TRIM35 ubiquitination regulates the expression of PKM2 tetramer and dimer and affects the malignant behaviour of breast cancer by regulating the Warburg effect.

Breast cancer has become the leading cause of death in females. After comprehensive treatment, the lives of patients are still threatened by tumor metastasis and recurrence. Therefore, there is an urgent requirement to find an effective treatment target for breast cancer. Tripartite motif­containing 35 (TRIM35) is a ubiquitin ligase that has an important role in the recurrence and metastasis of malignant tumors. However, the role of TRIM35 in breast cancer has thus far remained elusive.
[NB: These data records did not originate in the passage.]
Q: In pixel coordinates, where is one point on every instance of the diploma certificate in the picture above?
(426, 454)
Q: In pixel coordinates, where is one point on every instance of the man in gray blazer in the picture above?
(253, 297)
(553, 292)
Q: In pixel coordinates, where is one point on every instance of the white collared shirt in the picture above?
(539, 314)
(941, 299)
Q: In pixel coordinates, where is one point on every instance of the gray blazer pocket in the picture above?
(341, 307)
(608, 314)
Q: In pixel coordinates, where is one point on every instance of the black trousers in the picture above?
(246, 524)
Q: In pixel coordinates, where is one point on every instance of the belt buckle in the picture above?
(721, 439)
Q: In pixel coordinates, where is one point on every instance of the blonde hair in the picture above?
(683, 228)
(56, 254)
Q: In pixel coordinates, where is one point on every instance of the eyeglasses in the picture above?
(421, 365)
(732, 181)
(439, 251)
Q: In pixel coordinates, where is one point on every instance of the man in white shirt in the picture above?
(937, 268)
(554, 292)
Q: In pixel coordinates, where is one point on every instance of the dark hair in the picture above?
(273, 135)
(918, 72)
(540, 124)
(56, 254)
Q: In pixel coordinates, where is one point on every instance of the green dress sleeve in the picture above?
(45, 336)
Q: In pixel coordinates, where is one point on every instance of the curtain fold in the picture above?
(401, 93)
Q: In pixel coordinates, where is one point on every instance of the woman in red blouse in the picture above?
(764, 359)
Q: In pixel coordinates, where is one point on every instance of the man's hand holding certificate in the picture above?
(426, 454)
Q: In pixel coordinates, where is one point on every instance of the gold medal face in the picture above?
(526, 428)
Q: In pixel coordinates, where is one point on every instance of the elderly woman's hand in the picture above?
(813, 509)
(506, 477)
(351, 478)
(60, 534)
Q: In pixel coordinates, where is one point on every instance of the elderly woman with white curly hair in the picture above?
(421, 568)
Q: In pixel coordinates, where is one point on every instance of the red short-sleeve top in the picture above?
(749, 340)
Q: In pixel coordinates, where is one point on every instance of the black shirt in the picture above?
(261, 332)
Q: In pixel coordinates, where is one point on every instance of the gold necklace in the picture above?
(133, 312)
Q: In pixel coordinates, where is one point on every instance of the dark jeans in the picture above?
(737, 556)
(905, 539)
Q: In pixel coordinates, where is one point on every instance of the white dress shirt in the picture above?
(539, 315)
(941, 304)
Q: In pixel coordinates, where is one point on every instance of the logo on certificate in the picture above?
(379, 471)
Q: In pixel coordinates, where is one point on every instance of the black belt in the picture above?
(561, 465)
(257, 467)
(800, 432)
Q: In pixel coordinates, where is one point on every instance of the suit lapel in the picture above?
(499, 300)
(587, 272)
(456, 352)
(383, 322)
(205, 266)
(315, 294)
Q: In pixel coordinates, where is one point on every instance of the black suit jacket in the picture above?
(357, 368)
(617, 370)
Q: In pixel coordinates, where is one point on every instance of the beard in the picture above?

The expression of TRIM35 was examined in a bioinformatics database and the effects of TRIM35 on the malignant biological behavior of breast cancer were analyzed by Cell Counting Kit­8, cell migration and invasion assays, flow cytometry and nude mouse xenograft experiments. It was determined that TRIM35 was downregulated in breast cancer tumor tissues and cell lines. Patients with low TRIM35 expression had shorter overall survival. Functional assays revealed that overexpression of TRIM35 inhibited the proliferation, migration and invasion, and promoted apoptosis of breast cancer cells. Furthermore, overexpression of TRIM35 was able to inhibit the Warburg effect in breast cancer cells. Mechanistic analyses indicated that TRIM35 regulates the transition of tetramers and dimers of pyruvate kinase M2 (PKM2) through ubiquitination and thereby affects the Warburg effect. In conclusion, the present results indicated that TRIM35 regulates the tetramer and dimer transition of PKM2 through ubiquitination and affects the malignant biological behavior of breast cancer by modulating the Warburg effect.